Leilani Momoisea fights
Photo: Rāwhai

At first, you hadn’t planned on letting any of your friends or family watch your fight. You didn’t want to embarrass them. You worried about getting knocked out in front of everyone. By the end of camp, you don’t care. You know how tough it was just to make it to the end. Not everyone did. If you get knocked out, so be it. It happens. This is the calm you feel when you know you’ve done all you can.

Still, the nerves mean you barely eat all day. Your sister tries to hang out with you in the changing room beforehand, but you can only manage a few sentences. You’d gotten your hair braided earlier, and as your scalp is being pulled in different directions, you hoped that was the most painful thing you were going to experience that day. You do a terrible job of wrapping your hands, and Brad Riddell re-does them for you. Talor warms you up, going over drills you’ve done hundreds of times before, on the mat, on the pads. Deep breath in. And out.

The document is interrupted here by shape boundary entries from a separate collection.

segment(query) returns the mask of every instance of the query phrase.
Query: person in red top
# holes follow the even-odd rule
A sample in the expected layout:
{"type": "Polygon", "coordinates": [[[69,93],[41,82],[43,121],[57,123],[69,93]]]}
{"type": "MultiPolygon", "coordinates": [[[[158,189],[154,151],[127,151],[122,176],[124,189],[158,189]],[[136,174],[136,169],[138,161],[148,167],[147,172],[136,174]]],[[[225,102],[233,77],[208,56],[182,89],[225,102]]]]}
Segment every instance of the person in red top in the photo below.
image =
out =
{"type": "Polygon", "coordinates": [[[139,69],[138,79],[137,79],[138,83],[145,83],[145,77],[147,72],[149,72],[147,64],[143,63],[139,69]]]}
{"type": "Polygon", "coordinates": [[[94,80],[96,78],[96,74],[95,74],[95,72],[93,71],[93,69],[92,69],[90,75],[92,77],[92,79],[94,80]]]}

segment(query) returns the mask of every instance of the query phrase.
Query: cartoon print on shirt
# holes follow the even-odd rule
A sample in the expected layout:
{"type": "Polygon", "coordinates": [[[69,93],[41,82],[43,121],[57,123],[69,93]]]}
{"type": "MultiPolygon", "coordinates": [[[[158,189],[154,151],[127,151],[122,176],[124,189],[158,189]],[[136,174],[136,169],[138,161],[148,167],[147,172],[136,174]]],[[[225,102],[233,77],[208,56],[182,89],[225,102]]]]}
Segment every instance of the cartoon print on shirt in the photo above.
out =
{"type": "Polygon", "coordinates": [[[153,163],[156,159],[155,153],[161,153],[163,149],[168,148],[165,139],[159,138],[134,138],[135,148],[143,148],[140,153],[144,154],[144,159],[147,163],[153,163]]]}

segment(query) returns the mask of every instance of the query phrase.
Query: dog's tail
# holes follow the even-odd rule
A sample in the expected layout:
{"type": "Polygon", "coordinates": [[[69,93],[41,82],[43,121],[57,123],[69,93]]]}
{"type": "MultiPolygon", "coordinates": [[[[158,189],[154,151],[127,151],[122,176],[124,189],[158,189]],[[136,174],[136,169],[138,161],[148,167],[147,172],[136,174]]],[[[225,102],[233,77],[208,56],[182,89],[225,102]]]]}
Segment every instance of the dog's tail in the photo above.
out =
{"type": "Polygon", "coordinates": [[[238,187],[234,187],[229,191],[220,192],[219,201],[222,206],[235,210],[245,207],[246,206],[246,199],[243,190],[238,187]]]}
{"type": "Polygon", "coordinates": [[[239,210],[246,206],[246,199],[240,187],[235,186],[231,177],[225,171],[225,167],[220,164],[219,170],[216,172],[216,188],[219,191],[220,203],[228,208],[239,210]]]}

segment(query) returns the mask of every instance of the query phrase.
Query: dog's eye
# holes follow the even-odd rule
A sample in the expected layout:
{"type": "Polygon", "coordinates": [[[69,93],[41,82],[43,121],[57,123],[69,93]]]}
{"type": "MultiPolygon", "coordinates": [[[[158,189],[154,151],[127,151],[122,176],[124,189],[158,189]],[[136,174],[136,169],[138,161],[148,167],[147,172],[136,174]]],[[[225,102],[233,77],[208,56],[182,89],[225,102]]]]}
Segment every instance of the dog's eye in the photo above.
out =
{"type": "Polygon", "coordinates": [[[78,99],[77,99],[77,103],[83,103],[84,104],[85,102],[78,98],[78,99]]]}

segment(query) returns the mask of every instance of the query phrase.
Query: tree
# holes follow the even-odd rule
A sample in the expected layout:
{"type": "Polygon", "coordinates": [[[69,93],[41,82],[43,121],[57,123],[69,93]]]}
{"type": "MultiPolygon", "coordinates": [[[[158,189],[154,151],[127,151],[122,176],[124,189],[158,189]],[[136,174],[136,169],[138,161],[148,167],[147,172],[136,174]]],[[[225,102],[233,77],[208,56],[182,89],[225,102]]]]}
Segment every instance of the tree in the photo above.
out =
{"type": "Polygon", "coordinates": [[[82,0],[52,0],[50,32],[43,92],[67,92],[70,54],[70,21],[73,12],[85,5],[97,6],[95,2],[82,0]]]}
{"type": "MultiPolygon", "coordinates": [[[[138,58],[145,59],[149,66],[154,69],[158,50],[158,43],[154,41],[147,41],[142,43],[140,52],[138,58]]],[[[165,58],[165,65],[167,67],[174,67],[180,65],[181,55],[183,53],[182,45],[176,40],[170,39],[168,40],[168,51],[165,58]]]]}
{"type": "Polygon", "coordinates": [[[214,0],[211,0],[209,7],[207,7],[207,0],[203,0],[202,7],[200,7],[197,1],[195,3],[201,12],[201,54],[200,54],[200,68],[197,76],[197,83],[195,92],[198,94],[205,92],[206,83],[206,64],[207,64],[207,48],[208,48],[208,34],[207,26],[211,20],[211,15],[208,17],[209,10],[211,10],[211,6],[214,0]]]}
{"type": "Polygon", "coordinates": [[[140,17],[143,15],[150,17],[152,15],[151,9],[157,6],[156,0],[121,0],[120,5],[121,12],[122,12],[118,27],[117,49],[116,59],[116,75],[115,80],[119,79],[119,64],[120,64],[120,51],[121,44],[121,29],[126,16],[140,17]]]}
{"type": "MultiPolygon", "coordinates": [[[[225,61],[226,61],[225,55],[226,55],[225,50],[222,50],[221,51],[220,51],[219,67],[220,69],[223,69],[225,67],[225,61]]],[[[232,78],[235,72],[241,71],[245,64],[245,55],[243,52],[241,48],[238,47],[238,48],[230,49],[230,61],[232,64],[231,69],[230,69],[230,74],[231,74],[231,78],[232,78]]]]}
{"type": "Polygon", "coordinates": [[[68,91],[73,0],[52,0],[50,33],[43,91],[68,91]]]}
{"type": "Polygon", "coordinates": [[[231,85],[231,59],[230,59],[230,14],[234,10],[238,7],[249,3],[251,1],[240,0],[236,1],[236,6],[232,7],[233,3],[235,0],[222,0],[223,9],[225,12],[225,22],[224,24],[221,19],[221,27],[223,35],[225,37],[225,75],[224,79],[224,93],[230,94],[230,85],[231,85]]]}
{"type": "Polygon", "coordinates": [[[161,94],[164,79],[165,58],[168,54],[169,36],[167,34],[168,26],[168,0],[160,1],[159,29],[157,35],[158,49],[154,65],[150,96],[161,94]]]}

You walk up the steps, your opponent follows. You wait for your entrance song to play, not moving until you hear Drake’s voice carry across the floor, “Word on road, is this shit about to blow…” nervously tapping the doorframe with your glove before you walk out. At the base of the cage, you lift your arms for the ref to inspect, just as you’ve seen fighters do on TV. Your mouthguard goes in. The small door to the cage is opened, and you pace back and forth, ignoring your opponent as she enters and dances around it. You meet her and the ref in the middle. You’re not scared, but it still doesn’t feel real. Until you’re in it, you have no idea if you’ll be able to connect a single punch. When you do, you surprise yourself. The soft flesh of her face comes up against the hard leather of your gloves and your widened eyes meet hers. You feel yourself getting into a rhythm, when she hits you with a punch so clean your head snaps right back, and your feet follow. It doesn’t hurt, but there’s a brief dulling to your senses that scares you. You haven’t been punched with 7 ounce gloves before, and you don’t want to be punched too many more times like that. You’re more cautious now, more hesitant. Another sports cliche. Everyone has a plan, until they get punched in the face. Deep breath in. And out.

In the fight, time will feel compressed and stretched out all at once. Sometimes your body will move without thought, fluidly. When she tries to take you down in the second round, your muscle memory kicks in, and all the defence you learned is put into practice. Panic does not take over. You’re hyper focused. You stay standing. Other times you’ll stand there for what feels like forever, willing yourself to punch, to kick, to move, and your body won’t listen, it refuses to be told what to do. You stalk each other, waiting for your opening, trying to find a way in. You can hear her corner telling her to kick as you walk forward. You can hear your corner yelling at you to use your jab. By the end, she’ll have a black eye and you’ll have an outer thigh blackened by leg kicks.

The first thing people will always ask: “Did you win?” You’ll find it hard to describe how good it felt to lose that night. You’ll have never felt a high like that before, or since. You couldn’t keep the smile off your face. It’ll be your favourite thing to talk about in the years to come. It’ll feel like the only interesting thing you’ve ever done.